Dans le cadre des baux commerciaux, l’indemnité d’éviction constitue une protection essentielle pour le locataire lorsque le bailleur refuse de renouveler le bail, en compensant les pertes liées à la fin du bail et en offrant une certaine stabilité dans l’exercice de son activité.
En effet, alternative au renouvellement du bail, cette indemnité représente le montant que le bailleur doit payer au locataire pour recouvrer la libre jouissance de son bien dès lors qu’il ne peut invoquer aucun des motifs l’exonérant de ce paiement.
I. Expiration du bail commercial et droit au renouvellement
A l’expiration d’un bail commercial, le locataire bénéficie du droit au renouvellement du bail (article L 145-8 du Code de commerce) ou, à défaut, au paiement d’une indemnité d’éviction (article L 145-14 du Code de commerce).
Le renouvellement d’un bail n’est toutefois pas automatique, sauf exception.
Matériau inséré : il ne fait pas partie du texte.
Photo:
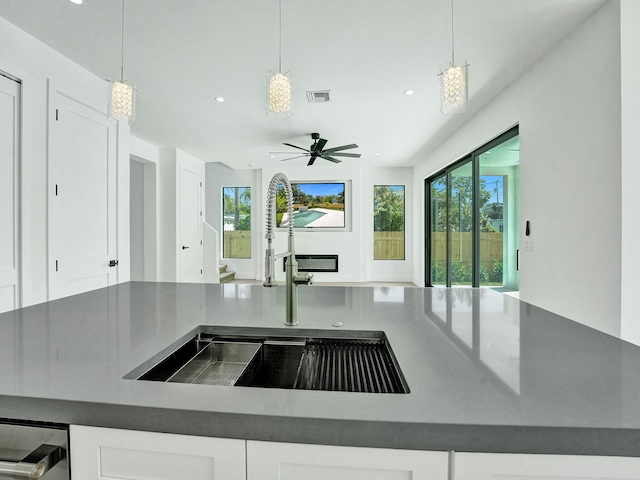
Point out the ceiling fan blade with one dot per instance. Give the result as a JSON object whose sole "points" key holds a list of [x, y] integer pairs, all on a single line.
{"points": [[283, 153], [354, 155], [344, 147], [320, 145], [294, 146], [331, 159]]}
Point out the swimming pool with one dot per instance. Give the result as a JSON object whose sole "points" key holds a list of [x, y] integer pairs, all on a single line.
{"points": [[302, 219]]}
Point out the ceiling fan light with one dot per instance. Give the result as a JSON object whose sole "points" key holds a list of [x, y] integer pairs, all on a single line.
{"points": [[453, 87], [279, 97], [122, 101]]}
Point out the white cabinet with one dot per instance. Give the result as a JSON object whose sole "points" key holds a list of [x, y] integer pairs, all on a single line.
{"points": [[104, 453], [494, 466], [289, 461]]}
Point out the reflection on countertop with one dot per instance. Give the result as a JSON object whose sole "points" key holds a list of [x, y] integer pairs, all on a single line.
{"points": [[479, 364]]}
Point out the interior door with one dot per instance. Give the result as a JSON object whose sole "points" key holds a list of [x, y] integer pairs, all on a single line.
{"points": [[9, 194], [83, 199], [190, 226]]}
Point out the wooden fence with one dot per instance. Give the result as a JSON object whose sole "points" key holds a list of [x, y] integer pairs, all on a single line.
{"points": [[388, 245], [237, 244], [462, 247]]}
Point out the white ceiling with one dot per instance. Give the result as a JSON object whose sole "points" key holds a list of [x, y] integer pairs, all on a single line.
{"points": [[181, 54]]}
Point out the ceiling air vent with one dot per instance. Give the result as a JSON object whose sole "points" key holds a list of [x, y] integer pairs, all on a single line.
{"points": [[318, 96]]}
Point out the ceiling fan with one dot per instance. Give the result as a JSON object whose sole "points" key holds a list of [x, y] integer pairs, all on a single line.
{"points": [[317, 150]]}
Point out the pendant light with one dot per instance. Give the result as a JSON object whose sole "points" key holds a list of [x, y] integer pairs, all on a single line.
{"points": [[454, 86], [279, 97], [122, 101]]}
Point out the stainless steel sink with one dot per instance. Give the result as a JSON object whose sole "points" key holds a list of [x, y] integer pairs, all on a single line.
{"points": [[349, 361]]}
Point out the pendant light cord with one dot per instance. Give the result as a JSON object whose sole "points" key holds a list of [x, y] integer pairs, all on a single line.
{"points": [[122, 44], [279, 38], [452, 54]]}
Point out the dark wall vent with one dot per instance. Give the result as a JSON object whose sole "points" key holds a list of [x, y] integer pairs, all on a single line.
{"points": [[318, 96]]}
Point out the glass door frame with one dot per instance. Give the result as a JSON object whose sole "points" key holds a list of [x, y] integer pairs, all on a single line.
{"points": [[474, 158]]}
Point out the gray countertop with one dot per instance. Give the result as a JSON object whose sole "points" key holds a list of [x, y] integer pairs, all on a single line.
{"points": [[486, 371]]}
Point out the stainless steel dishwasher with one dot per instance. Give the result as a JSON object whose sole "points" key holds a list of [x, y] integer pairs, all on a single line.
{"points": [[33, 450]]}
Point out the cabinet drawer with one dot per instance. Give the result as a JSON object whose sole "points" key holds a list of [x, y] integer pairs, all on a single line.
{"points": [[103, 453], [289, 461]]}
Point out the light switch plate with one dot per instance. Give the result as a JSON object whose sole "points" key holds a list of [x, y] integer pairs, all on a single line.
{"points": [[528, 244]]}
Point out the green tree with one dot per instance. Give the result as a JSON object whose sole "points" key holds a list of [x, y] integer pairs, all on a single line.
{"points": [[388, 208], [237, 207], [461, 207]]}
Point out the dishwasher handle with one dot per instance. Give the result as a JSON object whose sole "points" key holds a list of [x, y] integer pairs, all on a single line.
{"points": [[34, 465]]}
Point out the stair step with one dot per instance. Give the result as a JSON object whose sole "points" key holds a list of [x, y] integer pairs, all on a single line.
{"points": [[227, 277]]}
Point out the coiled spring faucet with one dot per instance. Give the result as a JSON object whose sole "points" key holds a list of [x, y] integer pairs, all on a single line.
{"points": [[293, 278]]}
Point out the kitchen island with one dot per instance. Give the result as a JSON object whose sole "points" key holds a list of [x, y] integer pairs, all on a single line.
{"points": [[486, 372]]}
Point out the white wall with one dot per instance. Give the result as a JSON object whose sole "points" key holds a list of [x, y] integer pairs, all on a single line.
{"points": [[568, 108], [353, 244], [144, 209], [137, 220], [630, 46], [35, 64]]}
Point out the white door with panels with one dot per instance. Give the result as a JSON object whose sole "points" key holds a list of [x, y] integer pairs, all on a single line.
{"points": [[9, 193], [190, 227], [82, 192]]}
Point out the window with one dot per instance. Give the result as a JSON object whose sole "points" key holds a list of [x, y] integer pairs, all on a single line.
{"points": [[388, 222], [236, 222]]}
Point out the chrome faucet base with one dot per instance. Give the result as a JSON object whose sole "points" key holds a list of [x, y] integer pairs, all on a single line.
{"points": [[293, 278]]}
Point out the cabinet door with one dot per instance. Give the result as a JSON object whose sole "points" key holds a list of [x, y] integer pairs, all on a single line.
{"points": [[105, 453], [289, 461], [493, 466]]}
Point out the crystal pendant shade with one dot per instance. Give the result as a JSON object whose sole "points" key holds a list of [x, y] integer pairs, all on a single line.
{"points": [[279, 94], [454, 87], [122, 101]]}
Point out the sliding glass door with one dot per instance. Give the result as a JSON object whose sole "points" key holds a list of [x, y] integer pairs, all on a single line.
{"points": [[438, 231], [460, 187], [472, 217]]}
Il peut résulter :
- soit d’un congé délivré par le bailleur, assorti d’une offre de renouvellement, au moins six mois avant la fin du bail (article L 145-9 du Code de commerce),
- soit d’une réponse favorable du bailleur à une demande de renouvellement formulée par le locataire.
Le droit au renouvellement est d’ordre public, et selon les dispositions de l’article L 145-15 du Code de commerce « sont réputés non écrits, quelle qu’en soit la forme, les clauses, stipulations et arrangements qui ont pour effet de faire échec au droit de renouvellement ».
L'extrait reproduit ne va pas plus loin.